Adam cleared his throat. “Extra-large Americano, please.” He glanced over to Joey. “Didn’t you want hot chocolate?”
“I did,” she said. “But now that we’re here, the coffee smells so good.” She brought her hand up to her mouth and bit her nail, and Adam felt like doing the same, his own nerves rioting through him in an unkind way.
“You know what? I want a flat white latte,” she said. “No, no, I don’t.”
He pulled his wallet out and waited while Joey looked at the menu again. “You know what? I want the hot chocolate with marshmallow cream.”
“You got it, sweetie.” Louisa put the order in, and Adam paid. She set the pistachio croissant on a plate, and Joey picked it up and turned to face the café.

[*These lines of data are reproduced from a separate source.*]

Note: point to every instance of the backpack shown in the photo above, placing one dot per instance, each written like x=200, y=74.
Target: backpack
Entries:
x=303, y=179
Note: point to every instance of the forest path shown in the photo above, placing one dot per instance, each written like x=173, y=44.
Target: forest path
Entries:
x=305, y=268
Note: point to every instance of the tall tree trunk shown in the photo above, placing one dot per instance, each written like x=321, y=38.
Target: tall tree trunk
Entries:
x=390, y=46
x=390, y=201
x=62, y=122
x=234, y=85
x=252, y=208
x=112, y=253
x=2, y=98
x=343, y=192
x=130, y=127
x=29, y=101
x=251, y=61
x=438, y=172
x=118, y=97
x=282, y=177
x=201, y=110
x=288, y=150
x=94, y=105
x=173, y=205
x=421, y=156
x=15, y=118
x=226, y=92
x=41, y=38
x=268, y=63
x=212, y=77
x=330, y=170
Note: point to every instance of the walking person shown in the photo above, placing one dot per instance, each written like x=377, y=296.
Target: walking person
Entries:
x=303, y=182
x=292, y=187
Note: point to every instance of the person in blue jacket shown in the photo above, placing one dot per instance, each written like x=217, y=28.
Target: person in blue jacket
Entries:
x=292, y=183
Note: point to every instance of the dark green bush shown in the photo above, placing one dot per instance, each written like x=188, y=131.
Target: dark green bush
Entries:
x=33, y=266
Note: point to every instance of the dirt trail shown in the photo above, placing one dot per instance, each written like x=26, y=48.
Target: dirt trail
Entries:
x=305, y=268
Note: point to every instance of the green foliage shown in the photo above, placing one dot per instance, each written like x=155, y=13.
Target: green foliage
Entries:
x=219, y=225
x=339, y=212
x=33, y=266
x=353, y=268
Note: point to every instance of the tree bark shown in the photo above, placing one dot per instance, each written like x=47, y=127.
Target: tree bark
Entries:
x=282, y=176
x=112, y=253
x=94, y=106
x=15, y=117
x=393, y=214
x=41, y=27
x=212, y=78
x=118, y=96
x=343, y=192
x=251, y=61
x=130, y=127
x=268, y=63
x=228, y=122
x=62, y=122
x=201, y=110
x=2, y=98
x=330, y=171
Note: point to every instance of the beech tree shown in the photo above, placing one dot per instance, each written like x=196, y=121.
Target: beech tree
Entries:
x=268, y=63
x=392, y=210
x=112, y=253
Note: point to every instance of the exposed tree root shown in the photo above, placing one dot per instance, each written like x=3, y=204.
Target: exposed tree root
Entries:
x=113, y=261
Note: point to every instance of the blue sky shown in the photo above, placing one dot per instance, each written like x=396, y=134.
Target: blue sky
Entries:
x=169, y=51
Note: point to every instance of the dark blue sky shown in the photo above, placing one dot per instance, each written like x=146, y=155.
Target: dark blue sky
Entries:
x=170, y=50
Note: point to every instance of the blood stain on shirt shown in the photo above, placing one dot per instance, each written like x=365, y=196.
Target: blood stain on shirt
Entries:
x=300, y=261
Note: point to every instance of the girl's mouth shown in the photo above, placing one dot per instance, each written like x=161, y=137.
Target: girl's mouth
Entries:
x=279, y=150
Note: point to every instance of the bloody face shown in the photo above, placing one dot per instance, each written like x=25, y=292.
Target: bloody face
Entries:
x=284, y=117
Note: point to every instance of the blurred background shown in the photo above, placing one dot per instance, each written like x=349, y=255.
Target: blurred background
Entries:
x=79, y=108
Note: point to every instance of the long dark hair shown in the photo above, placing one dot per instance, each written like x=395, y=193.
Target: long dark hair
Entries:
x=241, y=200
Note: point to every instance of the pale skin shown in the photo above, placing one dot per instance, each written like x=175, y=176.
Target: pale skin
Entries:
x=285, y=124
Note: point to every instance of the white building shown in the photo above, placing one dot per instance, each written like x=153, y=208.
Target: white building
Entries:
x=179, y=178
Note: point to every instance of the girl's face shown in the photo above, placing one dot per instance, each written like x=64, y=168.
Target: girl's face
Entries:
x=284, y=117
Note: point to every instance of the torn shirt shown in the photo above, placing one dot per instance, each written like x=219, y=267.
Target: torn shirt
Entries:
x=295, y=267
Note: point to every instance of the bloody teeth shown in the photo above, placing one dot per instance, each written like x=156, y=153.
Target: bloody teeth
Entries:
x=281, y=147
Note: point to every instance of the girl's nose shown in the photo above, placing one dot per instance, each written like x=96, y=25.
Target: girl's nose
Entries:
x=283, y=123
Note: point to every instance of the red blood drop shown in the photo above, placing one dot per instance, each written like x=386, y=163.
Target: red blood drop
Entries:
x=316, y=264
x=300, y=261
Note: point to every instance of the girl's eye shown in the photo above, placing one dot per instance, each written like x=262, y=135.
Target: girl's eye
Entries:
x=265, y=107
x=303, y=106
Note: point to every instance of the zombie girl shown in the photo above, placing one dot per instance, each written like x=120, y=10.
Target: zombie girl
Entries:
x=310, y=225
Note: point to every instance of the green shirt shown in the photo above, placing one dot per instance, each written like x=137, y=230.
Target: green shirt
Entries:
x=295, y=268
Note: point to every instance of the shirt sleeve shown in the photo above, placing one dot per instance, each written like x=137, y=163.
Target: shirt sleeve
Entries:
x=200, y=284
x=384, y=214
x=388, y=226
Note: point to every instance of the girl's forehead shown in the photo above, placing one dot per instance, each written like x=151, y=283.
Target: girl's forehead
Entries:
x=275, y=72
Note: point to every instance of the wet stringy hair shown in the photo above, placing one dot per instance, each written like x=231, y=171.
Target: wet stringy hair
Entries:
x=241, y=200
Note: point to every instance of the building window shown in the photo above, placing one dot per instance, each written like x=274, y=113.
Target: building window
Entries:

Adam didn’t care which table she picked, as the whole place held about fifteen of them, and he was planning to fill the space with people and music before too long.
“Right here by the window?” Joey asked. “Look, the sun’s come out a little bit.”
“Look at that,” Adam said, and he pulled her chair out for her before he sat down across from her.
Their drinks came quickly, including the agave packets that Adam liked, and he stirred them into his coffee, wondering how to start this conversation. He’d never proposed to a woman before, and he, Harry, and Bryce had been over several ideas before he’d landed on this one.
“Back to the site of our first date,” Joey said.
Adam looked up at her. “Oh, so you’re counting this as our first date now?”
“Yes, silly,” she said, her smile infectious and her eyes so bright. “I told you, we can’t have kissed before our first date. So that means the coffee date was our first date.”
“Coffee and cowboy hat shopping,” he grinned at her.
“It’s not a bad first date, right?” Joey asked. “So let’s make sure we get the story straight for your mom. I don’twant her thinking that I just kiss everyone who manages to make it out of a snowstorm.”
She giggled, and Adam chuckled with her. “Speaking of my mom,” he said, though that wasn’t what he wanted to talk about at all. He cleared his throat, his hand migrating to his thigh, where he felt the distinct outline of the ring in his pocket. He leaned back, because that was the first clue for those watching, and then he paused as the couple in the corner got up and started to leave. He sat forward again as Joey’s brow furrowed in confusion.
“Speaking of your mom, what?” she asked. “Is there something else I need to know not to say?”
He’d told her about how she loved steamed broccoli and made a lemon-mayo sauce to go over it. Joey had blinked and said, “Wow, I’ve never heard of that.”
“Try to act as normal as possible when you see her eat it,” Adam had advised, and that had launched a whole series of questions from Joey about what she could expect about his mother.
“No, nothing like that,” Adam said, as the couple finally finished cleaning up and walked by them. He looked up at them so as not to have to say something else. The very moment he heard the bell on the door chime, he leaned back again.
“I’ve just been thinking,” he said, raising his voice. “It would be way better if I could take home a fiancée instead of a girlfriend.”
Joey blinked, “I…what?”
Adam grinned at her and stood up. He heard footstepsbehind him, and Joey glanced that way about the same time that Harry said, “Here you go, buddy.” Adam turned and took the guitar from his best friend, the man who had literally changed his life by bringing him to Coral Canyon and introducing him to the Young family—including Joey.
Adam positioned himself next to Harry on his right, while Bryce came up on his left. The fact that Adam thought he could play the guitar as well as either one of them was a complete joke, but Joey had been asking him if he would ever play for her, and he figured a proposal was as good a time as any. He’d only been taking lessons for three months now, but he knew enough to pluck out a few chords and sing a few lyrics.
Harry had written the song for him, and it was only thirty seconds long, and Adam told himself he could do anything for thirty seconds if the prize was kissing Joey at the end with a pink diamond ring on her finger.
“We’re waiting on you, buddy,” Bryce said jovially.
Adam swallowed, took a deep breath, and looked Joey straight in the eyes—hers were wide and impossibly blue—and he reminded himself that he loved this woman and wanted to spend the rest of his life with her. That got his fingers to start moving, and he plucked through the simple notes like the novice he was.
Joey smiled, and that only encouraged him to keep going.
“Meeting you changed my life,” he sang.